Abstract

We study the impact of customer information portability on market competition in customer‐centric, technology‐intensive service industries. By allowing customer information to be transferrable among service providers, portability in theory may help reduce switching costs and promote competition. Yet the actual consequences are unclear. To investigate this issue, we focus on the global wireless industry, and examine the impact of mobile number portability (MNP) policy. We construct a duopoly model with heterogeneous switching costs, which predicts that the market share of the large firm will shrink after MNP, while the average price may depend on firms’ customer base composition.
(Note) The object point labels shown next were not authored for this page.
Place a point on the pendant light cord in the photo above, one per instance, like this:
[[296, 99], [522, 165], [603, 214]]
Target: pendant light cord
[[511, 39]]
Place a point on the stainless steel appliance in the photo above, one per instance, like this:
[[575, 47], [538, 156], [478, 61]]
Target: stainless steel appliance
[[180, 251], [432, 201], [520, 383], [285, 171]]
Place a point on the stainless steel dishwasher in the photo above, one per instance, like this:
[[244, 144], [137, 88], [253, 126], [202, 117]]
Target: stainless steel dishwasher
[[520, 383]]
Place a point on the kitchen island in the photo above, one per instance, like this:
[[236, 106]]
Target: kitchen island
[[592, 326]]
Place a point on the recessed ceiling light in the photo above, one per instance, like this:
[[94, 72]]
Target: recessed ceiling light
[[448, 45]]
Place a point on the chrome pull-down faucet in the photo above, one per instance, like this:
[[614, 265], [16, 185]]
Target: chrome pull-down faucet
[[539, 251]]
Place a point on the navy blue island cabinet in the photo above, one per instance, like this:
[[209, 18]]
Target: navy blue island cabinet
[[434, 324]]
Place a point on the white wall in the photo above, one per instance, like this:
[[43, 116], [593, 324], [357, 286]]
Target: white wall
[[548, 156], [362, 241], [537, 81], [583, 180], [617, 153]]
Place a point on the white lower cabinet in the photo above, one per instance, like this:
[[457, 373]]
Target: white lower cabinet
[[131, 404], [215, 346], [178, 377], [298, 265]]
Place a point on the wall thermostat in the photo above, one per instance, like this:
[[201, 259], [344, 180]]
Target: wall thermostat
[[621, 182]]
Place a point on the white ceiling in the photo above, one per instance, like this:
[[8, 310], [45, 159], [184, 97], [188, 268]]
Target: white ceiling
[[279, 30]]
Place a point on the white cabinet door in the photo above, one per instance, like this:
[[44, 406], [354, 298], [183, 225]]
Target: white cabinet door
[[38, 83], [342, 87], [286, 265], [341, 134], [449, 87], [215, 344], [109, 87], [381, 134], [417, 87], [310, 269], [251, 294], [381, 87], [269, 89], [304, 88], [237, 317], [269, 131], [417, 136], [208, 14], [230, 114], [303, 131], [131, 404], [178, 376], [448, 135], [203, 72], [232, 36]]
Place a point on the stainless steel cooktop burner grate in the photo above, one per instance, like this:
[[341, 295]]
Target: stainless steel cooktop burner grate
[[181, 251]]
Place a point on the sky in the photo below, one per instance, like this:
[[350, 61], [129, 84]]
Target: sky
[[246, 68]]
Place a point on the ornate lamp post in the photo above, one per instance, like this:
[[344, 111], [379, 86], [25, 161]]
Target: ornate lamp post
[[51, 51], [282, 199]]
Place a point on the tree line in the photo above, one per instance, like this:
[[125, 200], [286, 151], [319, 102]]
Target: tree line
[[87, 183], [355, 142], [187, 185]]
We test these hypotheses empirically on a panel dataset of 218 wireless operators in 52 countries over 6 years. We find relative market share gains for small firms and reductions for large firms under MNP. However, large firms can maintain higher prices than small firms. Probing deeper into customer segmentation, we find that on average, the share of contract customers increases for large firms after MNP, while it decreases for small firms. Large firms are able to retain higher‐value contract customers while small firms tend to attract lower‐value “pay‐as‐you‐go” customers. Contrary to the policy intention, large firms tend to remain dominant, and MNP is incapable of changing this. In fact, contracts become even more important after MNP, highlighting the sticky “lock‐in” effect of contracts. Our findings have broad applicability to other service industries (e.g., healthcare, financial services, and digital media), where policymakers are considering making customer information more portable in hopes of increasing competition.